Whittaker Farms in the Town of Nanticoke has hundreds of cows producing 3 thousand gallons of milk a day.
But times are tough.
Scott Whittaker is a fourth generation farmer.
"There's been times when we've been down and out and doubtful about continuing," says Whittaker.
The floods in 2006 wiped out local farm supplies.
Milk is being sold cheaper.
And the costs of energy and fuel are on the rise.
"We pay to have our milk shipped from our farm. We pay about 6 thousand dollars a month to have a hauler take our product to market. So they implemented a fuel surcharge that increased that even more," says Judi Whittaker of Whittaker Farms.
Another cost is corn.
The Whittaker's get a tractor trailer filled with corn every two weeks to feed their cows.
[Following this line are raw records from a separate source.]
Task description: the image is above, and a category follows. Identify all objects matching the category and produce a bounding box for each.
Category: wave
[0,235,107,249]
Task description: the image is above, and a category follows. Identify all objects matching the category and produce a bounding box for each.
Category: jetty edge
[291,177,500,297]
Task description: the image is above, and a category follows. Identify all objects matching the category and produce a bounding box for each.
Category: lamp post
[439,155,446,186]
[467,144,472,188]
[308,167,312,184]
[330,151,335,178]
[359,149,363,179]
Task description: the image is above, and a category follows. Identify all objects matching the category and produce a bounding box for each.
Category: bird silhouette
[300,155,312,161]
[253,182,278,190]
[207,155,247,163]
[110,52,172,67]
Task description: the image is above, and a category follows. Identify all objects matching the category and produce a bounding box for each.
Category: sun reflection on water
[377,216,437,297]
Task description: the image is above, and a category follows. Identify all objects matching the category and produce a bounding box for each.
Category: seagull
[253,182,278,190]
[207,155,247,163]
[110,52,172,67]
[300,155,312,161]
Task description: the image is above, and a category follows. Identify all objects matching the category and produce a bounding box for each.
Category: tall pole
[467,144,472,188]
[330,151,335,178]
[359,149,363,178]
But as corn is being used for alternative energy, the price has doubled in the last year.
"It was just all around a year that we hope never comes again," says Judi Whittaker.
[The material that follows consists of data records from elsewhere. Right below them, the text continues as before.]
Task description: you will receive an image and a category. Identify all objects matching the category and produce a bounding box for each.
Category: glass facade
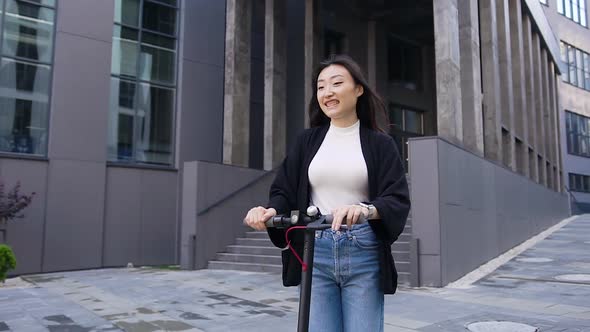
[0,0,55,156]
[389,104,424,170]
[569,173,590,193]
[565,111,590,158]
[560,0,588,27]
[107,0,178,166]
[561,42,590,91]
That's why the Whittakers and other New York dairy farmers are excited about getting a piece of the state's Dairy Assistance Program.
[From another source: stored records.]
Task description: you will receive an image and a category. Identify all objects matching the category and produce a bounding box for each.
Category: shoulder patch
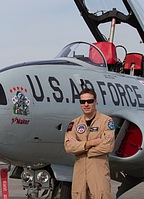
[67,122,74,132]
[108,120,115,130]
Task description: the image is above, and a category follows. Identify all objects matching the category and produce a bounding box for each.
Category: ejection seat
[123,53,144,77]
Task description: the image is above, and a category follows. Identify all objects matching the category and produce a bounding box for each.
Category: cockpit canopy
[56,41,107,67]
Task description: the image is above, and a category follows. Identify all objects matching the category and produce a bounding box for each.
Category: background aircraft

30-million dollars was included in this year's budget.
How much aid a farm receives is based on how much milk it produced in 2006.
The Whittakers are expecting a check for about 15 thousand dollars.
"The farmers in New York State definitely needed some assistance to get through. Hopefully we can use it to get up and rolling again," says Scott Whittaker.
So the cost of milking won't squeeze this farm and others dry.
Applications for the New York State Dairy Assistance Program had to be postmarked by Friday.
The most a farm can receive is about 16 thousand dollars of state aid.
Farmers should receive the checks by mid-May.